A Minnesota college student drops out after a Muslim student threatens to kill his dog. Islamic groups are backing the dog owner and using the incident to start cross-cultural dialogue.
Tyler Hurd dropped out of St. Cloud State University in April after a Muslim Somali student threatened to kill Herd’s black Labrador while Hurd was student-teaching at St. Cloud Tech High School. Hurd needs the dog for guidance during his seizures, which stem from a childhood injury.
Islam encourages the use of dogs for protection and hunting but frowns upon keeping dogs as pets in the Western sense, leaving some observant Muslims in America at a cultural impasse.
Contact with dog saliva requires Muslims to perform ritual ablutions, and a story narrated in the Hadith, or ways of Prophet Muhammad, has led to the Islamic belief that angels will not enter a home where dogs are present.

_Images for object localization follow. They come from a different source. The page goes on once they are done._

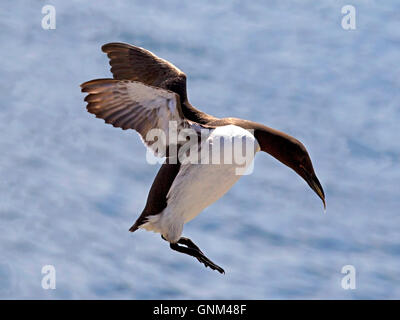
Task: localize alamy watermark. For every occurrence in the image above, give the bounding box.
[341,5,356,30]
[41,5,56,30]
[144,122,259,175]
[41,265,56,289]
[341,265,356,290]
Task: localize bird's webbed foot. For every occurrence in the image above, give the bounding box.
[165,236,225,274]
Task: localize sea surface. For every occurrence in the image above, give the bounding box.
[0,0,399,299]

Dr. Ayoub Banderker, while pointing out Muslims are commanded to treat dogs with the utmost compassion, writes on Web site Islamic Concern that it is “haram,” or forbidden, to keep dogs in small cages or on a tether for long periods outside.
Such cultural mores have played a part in Istanbul’s stray dog population. In 1996 there were an estimated 150,000 dogs roaming within the Turkish city’s limits. Family dogs are often left out in yards without leashes and some consider the keeping of pets to be “unnatural.”
Yet Muslim groups are quick to point out that Muhammad used dogs as guardians, and the Council on American-Islamic Relations condemned the threats against Hurd’s dog. “The moral and legal need to accommodate individuals using service dogs far outweighs the discomfort an individual Muslim might feel about coming into contact with a dog, which is one of God’s creatures,” said Valerie Shirley, communications director for Minnesota’s branch of CAIR.